Б. Баллюзек, 1968. 102 — 103

Когда мы с Я.А. Протазановым после общественного просмотра в кино «Арс» на Тверской приехали на фабрику, Я.А., прохаживаясь в нервном экстазе по пустому павильону, сказал мне, указывая на одну из стен: — Как жаль, что нет сейчас в руках бутылки красного вина — я ее бросил бы в стену, чтоб она разбилась и оставила пятно надолго в память сегодняшнего дня. Было очень заметно, что он чрезвычайно доволен осуществлением своих мечтаний.

Е. Славинский, 1940. 13

<…> При съемке фильма… мною были применены впервые кое-какие новшества, которые хотя сегодня и кажутся малозначительными, но… сильно украсили картину и позволили мне полнее и красочнее передать на экране эпоху и эмоции персонажей повести Пушкина.

Изменением света в окнах внутри декорации на вечеринке у Томского я дал понять, что рассказ затянулся «далеко за полночь». Когда ночыо Германн крадется к графине, он проходит анфиладу комнат, сильно волнуясь.

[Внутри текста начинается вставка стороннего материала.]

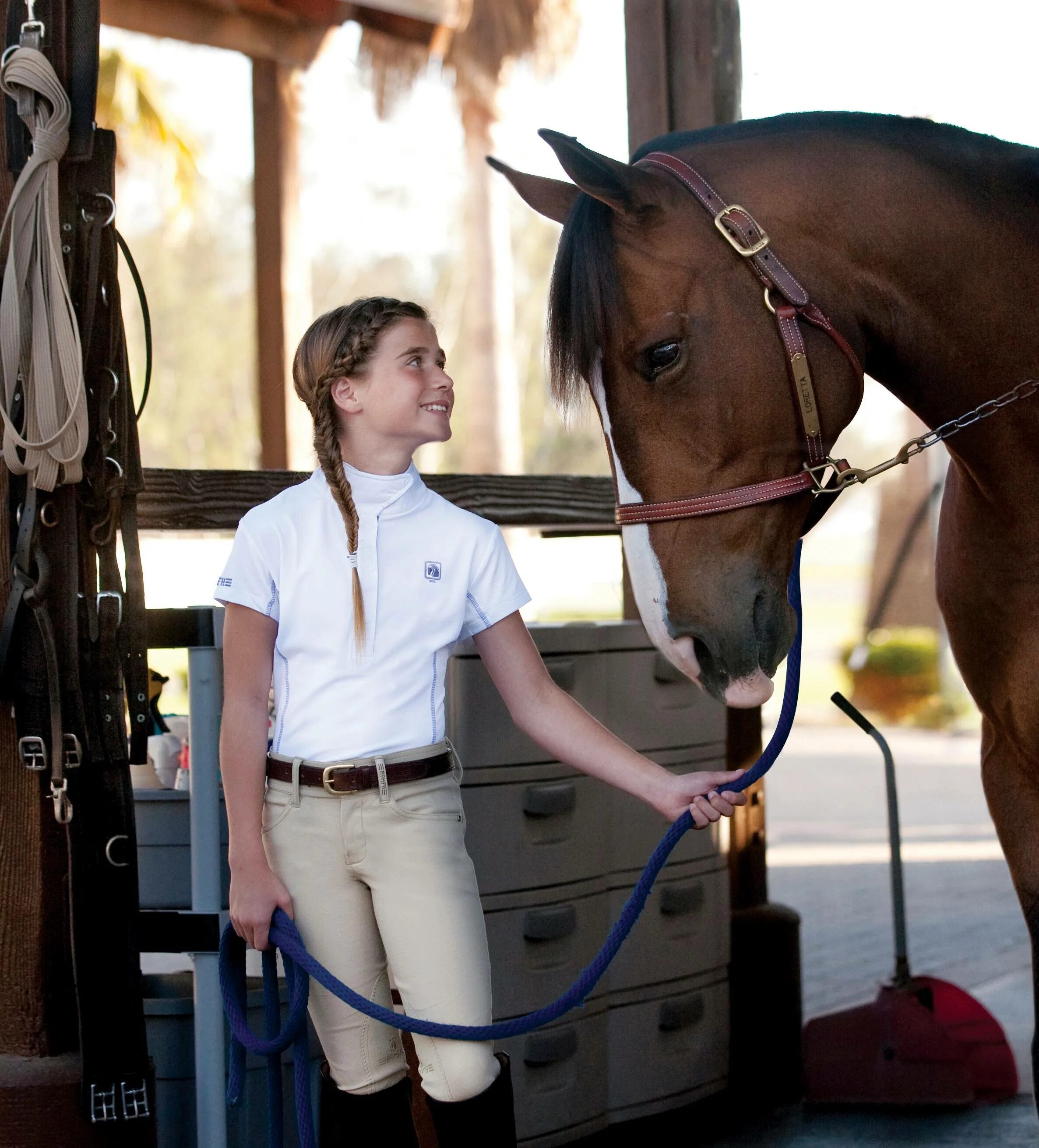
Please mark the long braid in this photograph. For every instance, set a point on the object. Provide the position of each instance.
(338, 345)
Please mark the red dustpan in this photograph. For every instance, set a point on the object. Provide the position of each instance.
(923, 1040)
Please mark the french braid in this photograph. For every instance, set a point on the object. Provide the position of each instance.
(339, 345)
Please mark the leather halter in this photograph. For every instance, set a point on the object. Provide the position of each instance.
(750, 241)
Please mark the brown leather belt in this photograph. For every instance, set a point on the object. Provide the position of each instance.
(352, 779)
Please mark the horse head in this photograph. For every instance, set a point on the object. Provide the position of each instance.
(652, 313)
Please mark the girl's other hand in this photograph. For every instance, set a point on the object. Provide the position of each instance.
(255, 894)
(700, 795)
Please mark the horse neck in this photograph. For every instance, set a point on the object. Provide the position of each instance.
(943, 279)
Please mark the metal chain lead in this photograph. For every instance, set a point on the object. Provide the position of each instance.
(844, 475)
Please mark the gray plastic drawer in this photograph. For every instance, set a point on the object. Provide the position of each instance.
(669, 1046)
(683, 929)
(541, 942)
(560, 1076)
(163, 850)
(542, 833)
(478, 721)
(636, 828)
(654, 706)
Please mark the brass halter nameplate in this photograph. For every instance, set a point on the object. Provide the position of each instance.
(805, 393)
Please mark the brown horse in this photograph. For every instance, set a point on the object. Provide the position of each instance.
(921, 244)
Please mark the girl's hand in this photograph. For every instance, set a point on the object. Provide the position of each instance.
(255, 894)
(700, 794)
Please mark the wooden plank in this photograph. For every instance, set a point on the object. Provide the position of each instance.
(274, 139)
(645, 58)
(216, 500)
(690, 65)
(262, 37)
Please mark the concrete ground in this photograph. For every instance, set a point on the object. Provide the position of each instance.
(828, 859)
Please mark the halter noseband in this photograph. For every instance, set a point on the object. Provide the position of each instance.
(750, 241)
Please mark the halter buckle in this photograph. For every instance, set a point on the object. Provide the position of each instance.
(746, 252)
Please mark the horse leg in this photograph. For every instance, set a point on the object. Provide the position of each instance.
(1012, 789)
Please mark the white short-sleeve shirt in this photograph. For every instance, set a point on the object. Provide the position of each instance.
(431, 574)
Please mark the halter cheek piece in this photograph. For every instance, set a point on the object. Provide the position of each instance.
(750, 241)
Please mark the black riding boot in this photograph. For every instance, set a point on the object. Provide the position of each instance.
(486, 1121)
(380, 1117)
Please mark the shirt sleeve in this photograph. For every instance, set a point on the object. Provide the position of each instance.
(495, 587)
(250, 575)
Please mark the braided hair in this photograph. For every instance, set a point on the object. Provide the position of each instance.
(335, 346)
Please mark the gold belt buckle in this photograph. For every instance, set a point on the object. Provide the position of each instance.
(328, 779)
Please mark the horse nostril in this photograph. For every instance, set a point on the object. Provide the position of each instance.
(705, 659)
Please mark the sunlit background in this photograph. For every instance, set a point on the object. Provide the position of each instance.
(383, 213)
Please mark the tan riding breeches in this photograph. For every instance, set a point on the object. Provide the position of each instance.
(377, 877)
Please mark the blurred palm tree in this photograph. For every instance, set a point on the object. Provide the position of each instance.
(497, 34)
(132, 106)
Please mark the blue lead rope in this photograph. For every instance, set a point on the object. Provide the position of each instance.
(300, 966)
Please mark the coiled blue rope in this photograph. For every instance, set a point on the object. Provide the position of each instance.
(300, 966)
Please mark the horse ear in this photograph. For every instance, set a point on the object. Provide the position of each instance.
(619, 185)
(551, 198)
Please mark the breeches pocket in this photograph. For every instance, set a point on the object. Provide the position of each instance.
(430, 799)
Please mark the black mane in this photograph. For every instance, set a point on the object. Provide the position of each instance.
(585, 293)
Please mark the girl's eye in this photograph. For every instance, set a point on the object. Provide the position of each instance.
(656, 359)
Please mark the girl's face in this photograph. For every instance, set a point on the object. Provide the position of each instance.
(403, 393)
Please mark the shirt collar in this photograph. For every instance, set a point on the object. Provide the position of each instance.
(375, 494)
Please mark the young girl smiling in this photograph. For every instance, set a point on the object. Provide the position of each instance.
(351, 589)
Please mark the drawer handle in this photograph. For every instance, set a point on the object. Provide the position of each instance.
(550, 923)
(562, 673)
(550, 1047)
(665, 672)
(680, 1014)
(550, 800)
(679, 899)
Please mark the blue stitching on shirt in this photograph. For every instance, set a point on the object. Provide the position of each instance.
(281, 719)
(433, 697)
(477, 608)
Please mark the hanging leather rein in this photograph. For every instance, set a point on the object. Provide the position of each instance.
(750, 241)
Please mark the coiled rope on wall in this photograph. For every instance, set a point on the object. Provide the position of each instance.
(41, 353)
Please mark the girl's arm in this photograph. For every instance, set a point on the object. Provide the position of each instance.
(569, 733)
(248, 663)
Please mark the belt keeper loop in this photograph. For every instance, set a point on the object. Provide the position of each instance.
(384, 785)
(456, 770)
(296, 798)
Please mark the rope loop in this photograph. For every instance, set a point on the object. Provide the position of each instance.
(39, 335)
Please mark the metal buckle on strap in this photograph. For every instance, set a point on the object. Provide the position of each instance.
(34, 752)
(329, 780)
(746, 252)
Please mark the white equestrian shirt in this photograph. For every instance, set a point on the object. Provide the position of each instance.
(432, 574)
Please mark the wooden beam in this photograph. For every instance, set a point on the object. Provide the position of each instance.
(283, 274)
(216, 500)
(683, 66)
(289, 43)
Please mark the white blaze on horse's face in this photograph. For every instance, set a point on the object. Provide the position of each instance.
(647, 578)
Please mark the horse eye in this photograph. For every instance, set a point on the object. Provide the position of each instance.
(656, 359)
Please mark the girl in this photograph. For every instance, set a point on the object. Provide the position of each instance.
(352, 589)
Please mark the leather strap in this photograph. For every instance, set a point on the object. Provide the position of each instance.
(630, 514)
(348, 779)
(751, 243)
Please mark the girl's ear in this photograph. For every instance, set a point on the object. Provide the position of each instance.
(345, 395)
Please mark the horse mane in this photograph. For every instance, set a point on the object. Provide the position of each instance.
(585, 296)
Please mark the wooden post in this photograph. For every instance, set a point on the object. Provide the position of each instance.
(283, 275)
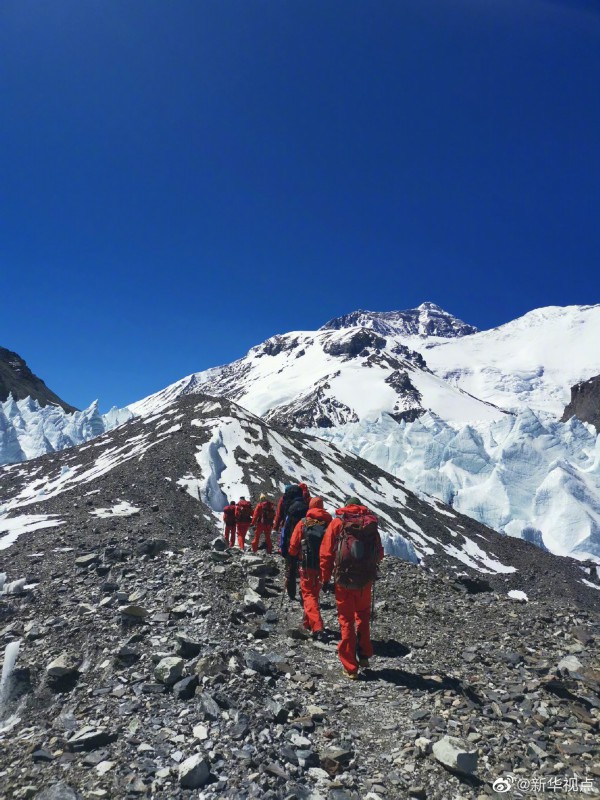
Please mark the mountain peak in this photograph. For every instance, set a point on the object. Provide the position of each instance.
(18, 380)
(428, 319)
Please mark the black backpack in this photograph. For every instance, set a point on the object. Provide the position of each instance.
(267, 513)
(296, 511)
(229, 514)
(291, 493)
(314, 531)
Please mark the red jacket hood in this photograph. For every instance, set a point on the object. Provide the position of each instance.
(352, 510)
(319, 514)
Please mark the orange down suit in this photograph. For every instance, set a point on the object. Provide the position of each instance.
(353, 605)
(261, 527)
(229, 520)
(243, 516)
(310, 582)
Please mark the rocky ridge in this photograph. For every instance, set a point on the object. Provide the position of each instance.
(154, 662)
(18, 380)
(585, 402)
(428, 319)
(172, 668)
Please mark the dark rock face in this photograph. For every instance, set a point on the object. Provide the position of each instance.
(585, 402)
(312, 410)
(426, 320)
(355, 344)
(17, 379)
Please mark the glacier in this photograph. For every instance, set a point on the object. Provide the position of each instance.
(29, 430)
(526, 475)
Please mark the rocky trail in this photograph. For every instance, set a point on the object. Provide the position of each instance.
(149, 667)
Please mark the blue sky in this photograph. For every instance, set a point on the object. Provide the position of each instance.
(180, 179)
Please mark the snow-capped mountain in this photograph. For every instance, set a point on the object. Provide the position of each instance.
(209, 449)
(384, 390)
(319, 379)
(18, 381)
(531, 362)
(28, 430)
(425, 321)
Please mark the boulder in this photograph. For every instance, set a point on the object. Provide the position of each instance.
(456, 754)
(193, 772)
(60, 791)
(169, 670)
(86, 561)
(65, 664)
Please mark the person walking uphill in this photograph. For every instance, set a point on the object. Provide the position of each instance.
(229, 520)
(305, 545)
(290, 510)
(243, 518)
(262, 520)
(351, 552)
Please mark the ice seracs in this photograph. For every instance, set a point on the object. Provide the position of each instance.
(29, 430)
(526, 476)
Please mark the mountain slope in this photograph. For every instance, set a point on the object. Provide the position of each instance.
(529, 362)
(212, 449)
(524, 476)
(28, 430)
(18, 380)
(141, 644)
(329, 377)
(585, 402)
(426, 320)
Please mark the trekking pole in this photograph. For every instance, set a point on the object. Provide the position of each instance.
(373, 615)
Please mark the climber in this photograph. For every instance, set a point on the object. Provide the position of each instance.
(351, 551)
(229, 520)
(304, 546)
(262, 520)
(243, 518)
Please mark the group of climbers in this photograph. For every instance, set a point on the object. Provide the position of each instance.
(320, 547)
(240, 517)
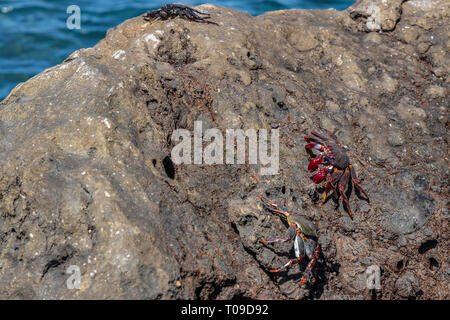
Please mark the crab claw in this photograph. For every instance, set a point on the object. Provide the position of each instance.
(314, 163)
(320, 175)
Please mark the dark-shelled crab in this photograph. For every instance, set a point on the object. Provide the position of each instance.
(337, 164)
(168, 11)
(302, 231)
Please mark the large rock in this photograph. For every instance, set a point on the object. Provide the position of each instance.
(87, 178)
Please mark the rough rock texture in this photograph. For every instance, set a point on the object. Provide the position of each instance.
(86, 176)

Чтобы показать его переживания, была применена съемка с движения. Тележек тогда не знали и для того, чтобы везти аппарат перед Германном, втащили в павильон хозяйскую пролетку на «дутиках», с которой и провели эту съемку. Были применены новые ракурсы. Например, Лиза в окно видит ожидающего Германна; Германн у гроба старой графини — также съемки крупного плана сверху вниз. Впервые, в сцене съезда гостей к дому графини, рискнул применить ночную съемку на улице при юпитерах (фонарь на улице, свет внутри здания). Очень крупный план карты с подмигивающей старухой в сцене игры, крупно лицо покойницы в гробу, подмигивающей Германну.Двойные съемки: старуха-привидение, прыгающие карты и др. Тенью профиля Германна на стене подчеркнул хищность его характера.Все это было снято с большими трудностями, так как я работал профессиональным аппаратом «Патэ», известным своим неточным фильмовым каналом. Объектив был тогда один — Гелиар 4,5f 51 мм. Вот дела минувших дней.